17 June 2024


Supreme Court

Reena Hazarika Vs. State of Assam




Prosecution is required to establish continuity in links of chain of circumstances, so as to lead to conclusion of Accused being the assailant

The Appellant is the wife of the deceased convicted under Section 302 of Indian Penal Code, 1860 (IPC) and sentenced to life imprisonment with fine of Rs. 1,000 and in default, imprisonment for one month. The Appellant submitted that, the Courts below have erred in holding that, the links in the chain of circumstances stood established leading to the only inescapable conclusion of the Appellant being the assailant and no other hypothesis of innocence being possible.

In a case of circumstantial evidence, the prosecution is required to establish the continuity in the links of the chain of circumstances, so as to lead to the only and inescapable conclusion of the Accused being the assailant, inconsistent or incompatible with the possibility of any other hypothesis compatible with the innocence of the Accused. Mere invocation of the last seen theory, sans the facts and evidence in a case, will not suffice to shift the onus upon the Accused under Section 106 of the Evidence Act, 1872 unless the prosecution first establishes a prima facie case. If the links in the chain of circumstances itself are not complete, and the prosecution is unable to establish a prima facie case, leaving open the possibility that the occurrence may have taken place in some other manner, the onus will not shift to the Accused, and the benefit of doubt will have to be given.

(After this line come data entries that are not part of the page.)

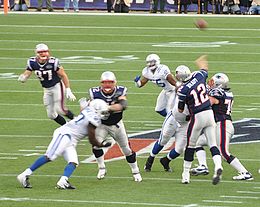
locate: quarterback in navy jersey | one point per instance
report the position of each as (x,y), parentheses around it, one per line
(221,99)
(195,95)
(54,81)
(115,96)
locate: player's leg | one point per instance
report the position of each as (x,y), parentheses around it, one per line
(101,134)
(225,131)
(169,128)
(161,104)
(202,169)
(70,155)
(119,134)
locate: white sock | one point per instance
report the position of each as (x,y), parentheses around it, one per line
(101,162)
(201,155)
(238,166)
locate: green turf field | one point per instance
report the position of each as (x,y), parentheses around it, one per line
(87,45)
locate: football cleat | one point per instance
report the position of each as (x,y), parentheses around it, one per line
(165,163)
(101,173)
(137,177)
(185,178)
(217,176)
(200,170)
(149,164)
(244,176)
(64,184)
(24,180)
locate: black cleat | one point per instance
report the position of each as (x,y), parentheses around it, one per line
(165,163)
(149,164)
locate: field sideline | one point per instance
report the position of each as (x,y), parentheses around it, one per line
(88,44)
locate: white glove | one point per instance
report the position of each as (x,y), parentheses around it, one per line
(22,78)
(70,95)
(83,103)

Section 313 of Code of Criminal Procedure, 1973 (CrPC) cannot be seen simply as a part of audi alteram partem. It confers a valuable right upon an Accused to establish his innocence and can well be considered beyond a statutory right as a constitutional right to a fair trial under Article 21 of the Constitution, even if it is not to be considered as a piece of substantive evidence, not being on oath under Section 313(2) of CrPC. If there has been no consideration of the defence taken under Section 313 of CrPC, in the given facts of a case, the conviction may well stand vitiated.

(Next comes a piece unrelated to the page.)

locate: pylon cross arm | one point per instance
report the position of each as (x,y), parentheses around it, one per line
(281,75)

In the facts and circumstances of the case, the nature of evidence available coupled with the manner of its consideration, leaves to conclusion that, the links in the chain of circumstances in a case of circumstantial evidence, cannot be said to have been established. The possibility that the occurrence may have taken place in some other manner cannot be completely ruled out. The Appellant is therefore held entitled to acquittal on the benefit of doubt. We accordingly order the acquittal and release of the Appellant from custody forthwith, unless wanted in any other case. The appeal is allowed.